In 1941–1949 he was sent on administrative exile to Almaty and Semipalatinsk. There he worked on illustrations of Kazakh poets and writers Abay, M. Auezov, S. Muqanov, and a Kazakh language translation of Tuqay. In 1946 the government issued the Minus 39 decree, by which exiles were forbidden to come within a certain distance of cities. From the next twelve years Baqi Urmançe lived in Central Asian cities: Samarqand, Toshkent, Almaty and Balkhash. Urmançe portrayed many Central Asian individuals in his work and painted many Central Asian landscapes. In 1952 he designed the House of Culture for the Balkhash Copper-Smelting Factory. Between 1949 and 1958 he lived in the Uzbek capital, working at the Toshkent Theatre and Art Institute. In 1956 he organized the sculpture department there.

==Return==
1958 was the date in Urmançe's creative destiny. After a long absence, he moved to Kazan and began a constant residence. He was already sixty years old.
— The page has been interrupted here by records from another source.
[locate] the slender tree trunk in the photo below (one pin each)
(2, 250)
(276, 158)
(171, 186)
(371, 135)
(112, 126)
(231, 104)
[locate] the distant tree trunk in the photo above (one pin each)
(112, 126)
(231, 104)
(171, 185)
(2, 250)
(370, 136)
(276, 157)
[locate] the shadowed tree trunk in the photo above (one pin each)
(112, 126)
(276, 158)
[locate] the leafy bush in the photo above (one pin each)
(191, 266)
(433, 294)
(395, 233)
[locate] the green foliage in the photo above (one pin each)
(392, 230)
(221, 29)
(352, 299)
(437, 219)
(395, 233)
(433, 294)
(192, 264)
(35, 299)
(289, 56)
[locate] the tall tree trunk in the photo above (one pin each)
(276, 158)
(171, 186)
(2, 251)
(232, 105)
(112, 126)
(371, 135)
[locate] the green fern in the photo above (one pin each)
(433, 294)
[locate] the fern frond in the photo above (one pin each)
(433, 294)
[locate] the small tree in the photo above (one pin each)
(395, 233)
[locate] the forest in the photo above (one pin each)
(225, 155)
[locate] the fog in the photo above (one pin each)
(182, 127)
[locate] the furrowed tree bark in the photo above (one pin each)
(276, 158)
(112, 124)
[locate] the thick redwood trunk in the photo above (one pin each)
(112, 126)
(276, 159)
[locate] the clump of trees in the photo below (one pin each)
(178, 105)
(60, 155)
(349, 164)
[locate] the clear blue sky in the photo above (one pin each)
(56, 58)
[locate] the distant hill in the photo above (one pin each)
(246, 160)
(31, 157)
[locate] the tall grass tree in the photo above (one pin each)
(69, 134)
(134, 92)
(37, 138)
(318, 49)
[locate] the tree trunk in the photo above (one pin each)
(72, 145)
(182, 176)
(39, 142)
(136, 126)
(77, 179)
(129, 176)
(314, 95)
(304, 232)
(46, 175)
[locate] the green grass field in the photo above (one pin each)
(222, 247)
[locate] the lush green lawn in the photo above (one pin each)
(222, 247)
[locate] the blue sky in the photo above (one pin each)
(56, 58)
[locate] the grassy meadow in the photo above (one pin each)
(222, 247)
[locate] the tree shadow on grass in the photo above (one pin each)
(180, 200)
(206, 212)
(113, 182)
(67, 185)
There is a art heritage for him. The people of Tatarstan revere the memory of the man who represented an entire epoch in the development of the art culture of the Tatar people. He died at the age of 93 on August 6, 1990. He was buried in the Yaña-Tatar Bistäse (Novotatarskoye) cemetery in Kazan.

A monument to Urmançe was erected in 1996, the museum in Kazan has been in operation since 1998.

==Major works==
Paintings: Near the separator (1928), triptych Tatarstan (1976, 1985), Saltıq Meadow (1979); sculpture: Grief (1966), Spring Melodies (1968), Tulpar (1968); portraits of Tatar cultural workers, memorial complex of Ğabdulla Tuqay in village of Qırlay (1976), graphic illustration on poetry of Därdämänd häm Tuqay (1954–1968); the first manual of artistic education in the Tatar language (Moscow, 1924), several articles on art.